One of my main tasks as a mom has been to make sure I am creating a safe place for my children’s hearts. I don’t ever want them to question if they can come to me with the really hard stuff. (And it seems to be working!! My preteen shares some pretty intense things.)
Hiding things will always create a playground in our hearts for shame. Will they tell me everything? No. But I want them to know that when they do share, I am a safe place for them to fall apart. They don’t have to fear shame from me.
What’s the best way to build trust that leads to open communication and heart connection with our child? Manage ourselves well in conversations with them.
A simple way to begin creating a safe place for our children is to begin building trust. If they are used to us screaming at them or using our words to tear them down, they will not trust us enough to share their hearts. As we manage ourselves better, their walls will begin to come down.
Rehearse phrases over and over so when tension arises you will be well prepared to respond well. Phrases such as, “I understand. Can you tell me more about that? How did you feel when…happened? When you are ready to talk, I am ready to listen.” Even the infamous “probably so” is a great way to communicate to an angry child that you will not be controlled with angry words or tantrums.
As my kids get older, situations get more complicated. Since life has changed pace, I’ve created an, “I’ll be there for you” card. It goes on our fridge. If they are dealing with anything, and I do mean ANYTHING, they can pick up that card and bring it to their dad or I.
It’s a promise to them that we will listen and remain calm no matter what they unload on us.
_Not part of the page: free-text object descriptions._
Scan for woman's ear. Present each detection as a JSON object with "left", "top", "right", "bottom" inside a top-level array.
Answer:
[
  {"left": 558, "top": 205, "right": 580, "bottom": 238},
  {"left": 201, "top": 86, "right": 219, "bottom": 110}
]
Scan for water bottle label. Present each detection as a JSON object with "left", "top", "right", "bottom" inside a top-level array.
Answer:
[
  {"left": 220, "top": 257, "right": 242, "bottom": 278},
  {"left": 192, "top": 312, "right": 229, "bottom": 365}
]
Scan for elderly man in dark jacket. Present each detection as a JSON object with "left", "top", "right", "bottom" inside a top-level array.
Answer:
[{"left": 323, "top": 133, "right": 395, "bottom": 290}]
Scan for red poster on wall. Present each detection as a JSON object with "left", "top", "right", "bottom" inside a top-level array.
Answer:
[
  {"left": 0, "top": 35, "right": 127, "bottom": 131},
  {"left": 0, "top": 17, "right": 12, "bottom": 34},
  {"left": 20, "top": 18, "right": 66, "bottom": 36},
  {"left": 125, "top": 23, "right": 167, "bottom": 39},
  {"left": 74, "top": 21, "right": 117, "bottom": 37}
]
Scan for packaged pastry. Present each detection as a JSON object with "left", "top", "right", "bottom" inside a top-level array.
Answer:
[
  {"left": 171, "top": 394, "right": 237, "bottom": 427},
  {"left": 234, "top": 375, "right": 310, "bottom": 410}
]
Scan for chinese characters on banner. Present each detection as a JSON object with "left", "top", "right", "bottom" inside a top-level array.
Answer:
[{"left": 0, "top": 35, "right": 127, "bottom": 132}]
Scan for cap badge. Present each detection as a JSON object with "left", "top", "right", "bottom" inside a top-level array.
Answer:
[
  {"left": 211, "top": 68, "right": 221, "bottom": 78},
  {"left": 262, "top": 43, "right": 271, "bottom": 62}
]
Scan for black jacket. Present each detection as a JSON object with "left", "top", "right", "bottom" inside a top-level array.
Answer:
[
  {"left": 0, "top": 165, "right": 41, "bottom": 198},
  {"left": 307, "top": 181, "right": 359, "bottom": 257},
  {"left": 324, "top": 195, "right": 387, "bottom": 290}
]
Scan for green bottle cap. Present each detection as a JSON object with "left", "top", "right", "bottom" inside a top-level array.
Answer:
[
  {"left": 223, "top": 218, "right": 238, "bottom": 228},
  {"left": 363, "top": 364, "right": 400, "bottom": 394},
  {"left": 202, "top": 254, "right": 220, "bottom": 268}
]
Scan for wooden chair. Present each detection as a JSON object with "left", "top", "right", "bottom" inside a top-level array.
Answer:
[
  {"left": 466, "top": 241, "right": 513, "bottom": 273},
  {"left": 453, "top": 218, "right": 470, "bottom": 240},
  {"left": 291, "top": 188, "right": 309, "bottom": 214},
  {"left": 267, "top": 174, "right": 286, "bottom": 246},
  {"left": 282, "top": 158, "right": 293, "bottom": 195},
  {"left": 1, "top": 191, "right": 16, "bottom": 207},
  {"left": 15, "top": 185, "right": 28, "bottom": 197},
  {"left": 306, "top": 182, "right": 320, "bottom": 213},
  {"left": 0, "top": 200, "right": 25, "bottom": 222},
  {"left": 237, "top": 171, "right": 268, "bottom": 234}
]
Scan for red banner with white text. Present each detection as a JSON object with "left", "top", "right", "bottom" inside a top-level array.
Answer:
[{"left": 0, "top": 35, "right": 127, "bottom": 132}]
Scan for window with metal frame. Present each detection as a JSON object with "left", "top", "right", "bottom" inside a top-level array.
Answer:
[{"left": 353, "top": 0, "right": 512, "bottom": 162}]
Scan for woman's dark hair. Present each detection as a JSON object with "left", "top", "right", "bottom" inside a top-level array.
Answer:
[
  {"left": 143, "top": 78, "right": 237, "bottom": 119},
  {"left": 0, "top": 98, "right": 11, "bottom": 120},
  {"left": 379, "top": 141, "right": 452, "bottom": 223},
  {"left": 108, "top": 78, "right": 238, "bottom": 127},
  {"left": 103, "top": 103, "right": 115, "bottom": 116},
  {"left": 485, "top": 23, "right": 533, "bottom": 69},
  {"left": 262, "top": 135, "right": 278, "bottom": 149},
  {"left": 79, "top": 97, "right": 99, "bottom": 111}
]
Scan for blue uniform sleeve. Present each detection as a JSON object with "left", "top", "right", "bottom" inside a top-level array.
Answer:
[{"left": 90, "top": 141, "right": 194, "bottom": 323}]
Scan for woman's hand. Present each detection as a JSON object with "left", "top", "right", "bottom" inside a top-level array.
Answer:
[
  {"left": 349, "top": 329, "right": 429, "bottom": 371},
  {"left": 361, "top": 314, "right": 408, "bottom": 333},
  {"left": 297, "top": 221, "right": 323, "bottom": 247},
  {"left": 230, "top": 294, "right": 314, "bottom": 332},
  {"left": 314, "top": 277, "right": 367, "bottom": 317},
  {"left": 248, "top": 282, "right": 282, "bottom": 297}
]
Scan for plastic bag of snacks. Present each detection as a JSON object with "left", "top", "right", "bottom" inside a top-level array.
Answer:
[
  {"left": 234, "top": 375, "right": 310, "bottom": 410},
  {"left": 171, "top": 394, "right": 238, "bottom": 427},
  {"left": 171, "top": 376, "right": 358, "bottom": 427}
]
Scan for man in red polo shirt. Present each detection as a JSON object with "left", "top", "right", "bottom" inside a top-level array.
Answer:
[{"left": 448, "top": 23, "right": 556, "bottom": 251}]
It’s a promise to them that they always have a safe place to turn to. No matter what life throws at them, no matter what mistakes they make, I always want them to know, they can run home.
You must stick to your promise to be calm no matter what they say! If you break that even once, they will have a hard time trusting enough to try again.
No one will do this parenting thing perfectly. Don’t hesitate to ask for forgiveness from your children if you need it. Not only does it help keep them free of resentment towards you, but it’s a lovely precedent to set for them in future relationships.